DO YOU WANT TO LIVE THE AMERICAN DREAM?

model HÉLOÏSE GARRY

Located along U.S. Route 90 in Jeff Davis County, Texas, Prada Marfa is a permanent sculptural installation built in the form of a luxury boutique. The store contains authentic Prada shoes and handbags but is locked to the public, its glass door built without a handle. Conceived to gradually decay in the desert, the structure has instead become a destination—an attraction. Visitors travel long distances to stage photographs before it.

So what really is it? A monument to consumer culture, a paradox of desire and inaccessibility, a shrine to consumption and abandonment? It may suggest all at once.

We saw Prada Marfa as both site and tribute to self-importance and inspection. This intertwines with consumerism, yes, but for us it speaks to our drive to consume ourselves more than anything.

The juxtaposition of curated, sterile fashion against an abrasive and endless desert made us turn inward, binaries thrown into sharper relief. How do we tread binaries when the noise is gone? This series is 135 unedited photographs. It places loafers against high heels, sure, but it also explores what it means to want to get inside the standard and look at it up close.
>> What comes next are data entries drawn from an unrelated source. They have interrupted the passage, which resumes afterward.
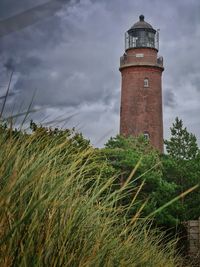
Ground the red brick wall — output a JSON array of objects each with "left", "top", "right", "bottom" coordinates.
[{"left": 120, "top": 48, "right": 163, "bottom": 152}]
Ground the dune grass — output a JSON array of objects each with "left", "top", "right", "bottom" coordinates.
[{"left": 0, "top": 127, "right": 184, "bottom": 267}]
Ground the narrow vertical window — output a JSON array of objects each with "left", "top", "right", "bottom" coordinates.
[{"left": 144, "top": 78, "right": 149, "bottom": 87}]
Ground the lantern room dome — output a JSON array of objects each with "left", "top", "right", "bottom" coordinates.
[{"left": 131, "top": 15, "right": 153, "bottom": 29}]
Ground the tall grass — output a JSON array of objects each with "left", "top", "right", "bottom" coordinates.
[{"left": 0, "top": 127, "right": 184, "bottom": 267}]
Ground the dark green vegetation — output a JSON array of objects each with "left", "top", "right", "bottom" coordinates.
[
  {"left": 104, "top": 118, "right": 200, "bottom": 228},
  {"left": 0, "top": 118, "right": 200, "bottom": 267}
]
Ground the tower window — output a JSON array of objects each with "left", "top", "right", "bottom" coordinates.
[
  {"left": 144, "top": 78, "right": 149, "bottom": 87},
  {"left": 144, "top": 132, "right": 150, "bottom": 140}
]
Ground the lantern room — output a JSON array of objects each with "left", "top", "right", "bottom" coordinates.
[{"left": 125, "top": 15, "right": 159, "bottom": 50}]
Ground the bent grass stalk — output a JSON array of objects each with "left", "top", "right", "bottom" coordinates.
[{"left": 0, "top": 123, "right": 185, "bottom": 267}]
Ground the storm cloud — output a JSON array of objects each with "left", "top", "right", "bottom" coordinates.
[{"left": 0, "top": 0, "right": 200, "bottom": 146}]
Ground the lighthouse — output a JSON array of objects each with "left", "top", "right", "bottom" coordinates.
[{"left": 119, "top": 15, "right": 164, "bottom": 153}]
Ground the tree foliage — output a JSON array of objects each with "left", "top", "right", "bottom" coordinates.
[{"left": 165, "top": 117, "right": 198, "bottom": 159}]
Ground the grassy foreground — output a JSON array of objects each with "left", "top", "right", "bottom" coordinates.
[{"left": 0, "top": 127, "right": 184, "bottom": 267}]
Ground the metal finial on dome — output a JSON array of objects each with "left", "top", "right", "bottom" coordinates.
[{"left": 139, "top": 15, "right": 144, "bottom": 21}]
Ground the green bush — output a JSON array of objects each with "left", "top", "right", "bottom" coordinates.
[{"left": 0, "top": 125, "right": 180, "bottom": 267}]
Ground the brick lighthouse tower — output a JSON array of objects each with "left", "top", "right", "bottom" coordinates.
[{"left": 120, "top": 15, "right": 164, "bottom": 152}]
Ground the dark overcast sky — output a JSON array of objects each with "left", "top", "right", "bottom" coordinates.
[{"left": 0, "top": 0, "right": 200, "bottom": 146}]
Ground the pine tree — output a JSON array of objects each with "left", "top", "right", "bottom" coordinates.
[{"left": 164, "top": 117, "right": 198, "bottom": 160}]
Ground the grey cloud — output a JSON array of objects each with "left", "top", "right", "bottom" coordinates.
[
  {"left": 0, "top": 0, "right": 200, "bottom": 147},
  {"left": 0, "top": 0, "right": 79, "bottom": 38},
  {"left": 164, "top": 89, "right": 177, "bottom": 108}
]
Just over a mile northwest of Valentine and 26 miles from Marfa, the building sits in near-isolation. Yet, we drive. The pilgrimage reflects a peculiar need to stage ourselves at the edge of nothingness, to leave evidence of our existence in front of a building meant to weather away. Is the installation watching us, or are we watching ourselves?

Non-existent handle, unsold shoes and purses: The intent is that the building will decay untouched. Still, Valentine locals hold the keys and enter each week to quietly clean away the dust. One says the security camera isn’t real.

ANTELOPE HILLS

model HÉLOÏSE GARRY

Antelope Hill Road: the outskirts of Marfa, Texas. Mosquito bites for hickies.